The participants were taught how to adopt an evidence-based approach to treatment planning as well as how to write concise one-page critical summaries of systematic reviews to help practitioners understand and use scientific findings.
“It was really exciting to be talking to the leaders in the field and learning from them the science of evaluating systematic reviews,” said Dr. Heather Hill, a general dentist and National Library of Medicine Fellow at Oregon Health and Science University. “They were focused on making the information succinct and relevant to clinicians.”
All of the reviewers received individual mentoring and feedback to further develop their skills in preparation of the critical summaries.

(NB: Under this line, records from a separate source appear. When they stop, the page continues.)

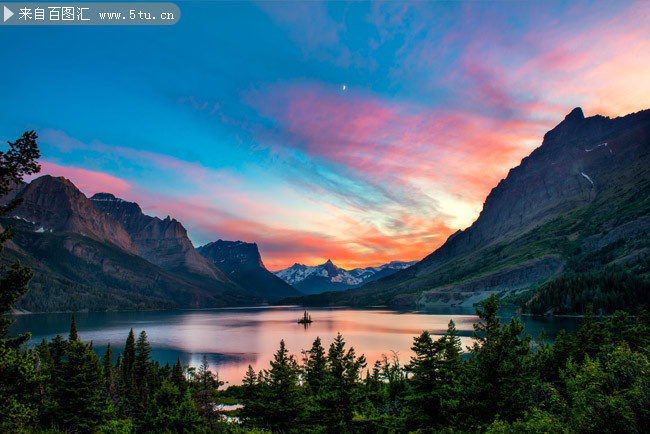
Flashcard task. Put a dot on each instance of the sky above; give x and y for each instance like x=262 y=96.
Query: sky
x=359 y=132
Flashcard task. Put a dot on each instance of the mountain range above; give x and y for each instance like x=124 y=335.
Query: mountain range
x=329 y=277
x=104 y=253
x=578 y=203
x=243 y=263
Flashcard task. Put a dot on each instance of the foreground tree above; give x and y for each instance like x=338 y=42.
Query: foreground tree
x=18 y=374
x=499 y=380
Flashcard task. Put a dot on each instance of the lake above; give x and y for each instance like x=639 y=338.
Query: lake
x=233 y=338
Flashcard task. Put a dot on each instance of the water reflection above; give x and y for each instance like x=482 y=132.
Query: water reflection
x=234 y=338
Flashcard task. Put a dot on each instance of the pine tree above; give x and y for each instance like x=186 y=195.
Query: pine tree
x=112 y=388
x=172 y=411
x=177 y=377
x=285 y=404
x=19 y=378
x=73 y=336
x=423 y=402
x=127 y=375
x=342 y=390
x=143 y=372
x=500 y=382
x=79 y=393
x=315 y=367
x=206 y=391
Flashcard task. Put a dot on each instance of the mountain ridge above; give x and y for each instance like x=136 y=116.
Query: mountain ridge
x=329 y=277
x=589 y=177
x=243 y=262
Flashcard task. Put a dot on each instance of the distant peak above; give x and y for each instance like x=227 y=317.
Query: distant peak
x=103 y=196
x=575 y=115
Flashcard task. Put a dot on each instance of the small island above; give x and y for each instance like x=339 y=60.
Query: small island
x=306 y=319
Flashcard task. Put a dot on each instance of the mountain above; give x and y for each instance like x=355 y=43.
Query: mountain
x=84 y=259
x=578 y=203
x=243 y=263
x=329 y=277
x=58 y=206
x=162 y=242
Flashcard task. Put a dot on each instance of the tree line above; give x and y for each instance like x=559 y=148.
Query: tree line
x=594 y=380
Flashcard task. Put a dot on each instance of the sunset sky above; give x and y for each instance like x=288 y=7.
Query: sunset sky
x=359 y=132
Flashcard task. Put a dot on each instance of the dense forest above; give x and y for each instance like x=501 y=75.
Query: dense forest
x=596 y=380
x=606 y=292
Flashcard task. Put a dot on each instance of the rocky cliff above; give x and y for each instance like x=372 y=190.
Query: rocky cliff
x=243 y=263
x=56 y=205
x=84 y=258
x=161 y=242
x=590 y=177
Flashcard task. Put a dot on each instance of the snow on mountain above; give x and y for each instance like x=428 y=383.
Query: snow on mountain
x=329 y=277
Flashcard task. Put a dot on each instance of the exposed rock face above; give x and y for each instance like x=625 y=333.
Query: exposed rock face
x=589 y=176
x=329 y=277
x=56 y=205
x=84 y=258
x=161 y=242
x=243 y=263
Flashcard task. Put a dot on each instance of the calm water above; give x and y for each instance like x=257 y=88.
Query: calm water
x=234 y=338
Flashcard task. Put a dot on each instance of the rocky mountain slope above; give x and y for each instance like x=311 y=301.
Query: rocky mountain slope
x=243 y=263
x=56 y=205
x=162 y=242
x=579 y=202
x=329 y=277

“It may sound naive or perhaps a bit cheesy, but the experience felt much like investigating a new frontier or planet that was overdue for exploration and our charge was to look under every stone, move every leaf of vegetation to make sure that nothing is missed and all the bases are touched in terms of examining evidence,” said Dr. Hagenbruch.
Getting involved in EBD research has been a satisfying experience for Dr. Hagenbruch, who over the years has often questioned some of the material he has heard during continuing education programs and in published studies he has read.
“At times I have experienced situations in which material being presented by the seminar speaker, in my opinion, was less than accurate or the individual was showing an obvious bias toward a product, piece of dental equipment or treatment technique,” he said. “On those occasions the thought always crossed my mind of how advantageous it would be to actually be able to serve within a group that sorted out the fact from the fiction, phony and fluff.
“The American Dental Association’s Evidence-Based Dentistry Program and its commitment, through membership involvement, to sort out and untangle things in an unbiased manner, seemed to me to be too favorable of an invitation to pass up,” he said.
Like Dr. Hagenbruch, Dr. Hill is enthusiastic about taking up the charge to get clinicians interested in EBD. She became involved in EBD because she enjoys dental research and having it ultimately make life easier for dentists and patients.
“Systematic reviews are the gold standard of EBD and I feel like I am just starting to understand their intricacies,” she said. “It is gratifying to be involved in this project from the beginning. I look forward to being able to use what we create.”